How he was able to make the trip, travelling to Taiwan remains unclear, but he explained he had left China on July 22. Self-governing Taiwan has its own concerns over persecution by Beijing which considers the island to be part of greater China and has plans to military invade at some point, to claim the sundered territory as its own which has been independent, calling itself the Republic of China since 1949.

Public memorials honouring the protesters who were killed in the 1989 crackdown -- launched by the Chinese Communist Party against Chinese citizens, mostly university students who advocated for democracy -- are forbidden by Beijing. Anyone who persists in recognizing the event attracts the attention of police, risking detention and/or arrest for their troubles.
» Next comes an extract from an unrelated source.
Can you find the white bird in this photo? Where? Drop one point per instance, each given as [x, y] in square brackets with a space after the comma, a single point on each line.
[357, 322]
According to Mr. Chen, in 2017, police took him into detention custody and that has been repeated every year since then in reaction to his annual commemoration of the June 4 Tiananmen Square crackdown and the death of thousands of protesters. The shortest length of time he was detained in prison was for week's punishing stay, as opposed to longer stretches of time that tended to 15 days at a time.
 
Chen Siming sits by candlelight beside a notice that reads ‘Commemorate June 4 on 2021 June 4’ in central China’s Hunan province on that day
Chen Siming sits beside a notice that reads ‘Commemorate June 4 on 2021 June 4’ in central China’s Hunan province on that day. Photograph: AP
 
Authorities in Hunan province detained Chen in May, following a posting he made on social media to commemorate the crackdown. State security police harassment over the years during "sensitive periods" around the anniversary date have been relentless. Human Rights Defenders, a Chinese rights group, believes Mr. Chen was held in a detention centre in Zhuzhou, Hunan province.
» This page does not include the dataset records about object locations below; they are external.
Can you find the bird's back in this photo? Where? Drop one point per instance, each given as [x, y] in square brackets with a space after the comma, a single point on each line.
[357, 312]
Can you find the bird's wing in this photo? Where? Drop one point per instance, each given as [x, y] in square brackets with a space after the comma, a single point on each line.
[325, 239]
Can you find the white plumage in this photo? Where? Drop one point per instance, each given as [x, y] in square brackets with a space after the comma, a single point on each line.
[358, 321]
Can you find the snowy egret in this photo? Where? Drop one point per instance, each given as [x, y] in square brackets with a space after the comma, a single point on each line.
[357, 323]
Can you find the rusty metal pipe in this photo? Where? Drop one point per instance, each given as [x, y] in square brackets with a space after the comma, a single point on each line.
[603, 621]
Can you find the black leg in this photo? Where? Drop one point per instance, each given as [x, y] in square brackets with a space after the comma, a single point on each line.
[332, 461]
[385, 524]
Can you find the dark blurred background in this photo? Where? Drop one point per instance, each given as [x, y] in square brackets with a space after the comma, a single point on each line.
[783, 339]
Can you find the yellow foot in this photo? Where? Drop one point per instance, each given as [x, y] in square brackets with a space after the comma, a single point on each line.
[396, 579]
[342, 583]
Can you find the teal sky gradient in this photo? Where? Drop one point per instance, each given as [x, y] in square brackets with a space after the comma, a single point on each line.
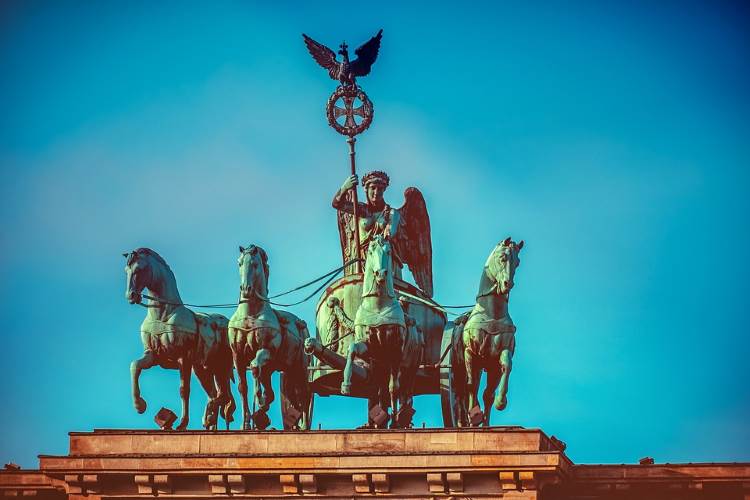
[612, 137]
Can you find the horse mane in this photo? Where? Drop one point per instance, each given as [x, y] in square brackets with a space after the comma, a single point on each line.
[263, 258]
[154, 254]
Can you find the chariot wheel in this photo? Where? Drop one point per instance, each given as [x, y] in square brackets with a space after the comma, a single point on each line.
[289, 414]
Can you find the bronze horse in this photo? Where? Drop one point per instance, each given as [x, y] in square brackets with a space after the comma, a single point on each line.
[379, 329]
[177, 338]
[267, 340]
"If Chen Siming is returned to China he faces an almost certain risk of detention, torture and other ill-treatment, and an unfair trial", stated William Nee, research and advocacy coordinator for the rights group, urging Taiwan to assist Chen in his search for asylum abroad. 

Rahile Dawut
Rahile Dawut   Dui Hua Foundation/Lisa Ross
Rahile Dawut, a Uyghur academic who disappeared six years ago during Beijing's crackdown in Xinjiang, hasn't been merely harassed, her life made miserable. She was given a life sentence in prison, according to Dui Hua, a California-based human rights group that advocates for political prisoners in China.  The 57-year-old professor, a leading scholar on Uyghur folklore, was convicted in 2018 on charges of endangering state security through her promotion of "splittism".

China is devoted to the principle of 'harmony', that all its 1.3 billion residents representing a large population of varied ethnic, social and religious groups from Tibetan Buddhists to Chinese Christians, to Muslim Turkmen and Uyghurs, integrate into Han Chinese society. "Splittism", the movement of Tibetans to have their autonomy restored, or Muslims their homelands carved out of the forced union with China, is viewed as subversive.

Ms. Dawut lost an appeal of her sentence in the Xinjiang Uyghur Autonomous Region High People's Court. She ranks among over 300 intellectuals, artists and writers detained in Xinjiang, a reflection of a government campaign whose aim is to assimilate China's Muslim minority -- to promote ethnic harmony. In other words, erase any vestiges of an alter-culture, -religion, or -society.